American law enforcement might have free rein to make you unlock a phone using your fingerprint, but personal passcodes? Nope. A Pennsylvania-based federal judge has ruled that the Securities and Exchange Commission can't make two former Capital One employees hand over the passcodes for their old work-supplied smartphones to prove that they're guilty of insider trading. While the US Constitution's Fifth Amendment doesn't protect people from self-incrimination using corporate records, both devices were locked with codes that only their owners knew. That's personal information still covered by constitutional protections, according to the court.

The judge also didn't buy the SEC's attempt to lean on a Fifth Amendment exemption which allows searches when investigators know where evidence is. The Commission merely had a hunch that there might be proof of wrongdoing on the phones, the court found, not a clear connection indication that something was hidden. As it stands, there's no way to show that the accused remember their passcodes -- they could be lying, or they could simply have forgotten.

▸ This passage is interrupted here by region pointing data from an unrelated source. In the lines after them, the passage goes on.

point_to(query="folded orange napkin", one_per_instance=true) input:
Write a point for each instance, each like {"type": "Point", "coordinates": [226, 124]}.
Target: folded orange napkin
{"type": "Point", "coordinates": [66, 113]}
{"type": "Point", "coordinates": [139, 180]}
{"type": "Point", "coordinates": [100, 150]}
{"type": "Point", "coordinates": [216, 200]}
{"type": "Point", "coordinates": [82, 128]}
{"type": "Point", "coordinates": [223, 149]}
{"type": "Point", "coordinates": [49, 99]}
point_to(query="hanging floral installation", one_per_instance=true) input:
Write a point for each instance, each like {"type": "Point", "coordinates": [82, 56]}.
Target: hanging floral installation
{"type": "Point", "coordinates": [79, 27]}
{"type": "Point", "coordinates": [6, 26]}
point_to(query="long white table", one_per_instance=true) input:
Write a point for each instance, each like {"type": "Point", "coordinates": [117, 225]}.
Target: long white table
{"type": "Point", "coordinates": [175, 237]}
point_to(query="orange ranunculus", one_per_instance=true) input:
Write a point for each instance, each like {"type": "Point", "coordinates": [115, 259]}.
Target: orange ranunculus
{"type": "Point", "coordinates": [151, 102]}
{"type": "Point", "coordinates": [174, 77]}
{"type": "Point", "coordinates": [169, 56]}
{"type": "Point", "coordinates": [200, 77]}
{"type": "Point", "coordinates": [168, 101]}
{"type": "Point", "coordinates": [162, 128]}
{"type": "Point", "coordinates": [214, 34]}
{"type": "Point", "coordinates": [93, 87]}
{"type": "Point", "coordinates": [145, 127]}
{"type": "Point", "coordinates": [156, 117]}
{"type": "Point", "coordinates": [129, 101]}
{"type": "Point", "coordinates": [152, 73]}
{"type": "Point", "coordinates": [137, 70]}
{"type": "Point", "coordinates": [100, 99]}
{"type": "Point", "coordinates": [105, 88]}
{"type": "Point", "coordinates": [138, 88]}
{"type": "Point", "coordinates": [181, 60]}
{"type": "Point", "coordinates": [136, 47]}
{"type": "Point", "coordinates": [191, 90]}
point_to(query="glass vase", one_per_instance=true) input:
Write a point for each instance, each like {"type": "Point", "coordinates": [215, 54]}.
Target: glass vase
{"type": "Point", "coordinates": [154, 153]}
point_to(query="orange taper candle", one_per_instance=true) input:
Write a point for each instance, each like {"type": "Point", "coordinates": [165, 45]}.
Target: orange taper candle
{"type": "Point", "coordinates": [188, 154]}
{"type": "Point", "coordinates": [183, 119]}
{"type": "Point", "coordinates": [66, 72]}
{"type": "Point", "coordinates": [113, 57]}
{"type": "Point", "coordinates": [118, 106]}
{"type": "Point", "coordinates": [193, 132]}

The ruling could set an important precedent in an era where many phones have a mixture of personal and professional data, especially those using office-friendly tech like Android for Work. The decision draws an effective line in the sand: just because you're using a company-issued phone doesn't mean that everything involving that phone is up for grabs. This won't save you if your employer has the passcode on file, but it could prevent officials from obtaining data that isn't actually relevant to a case.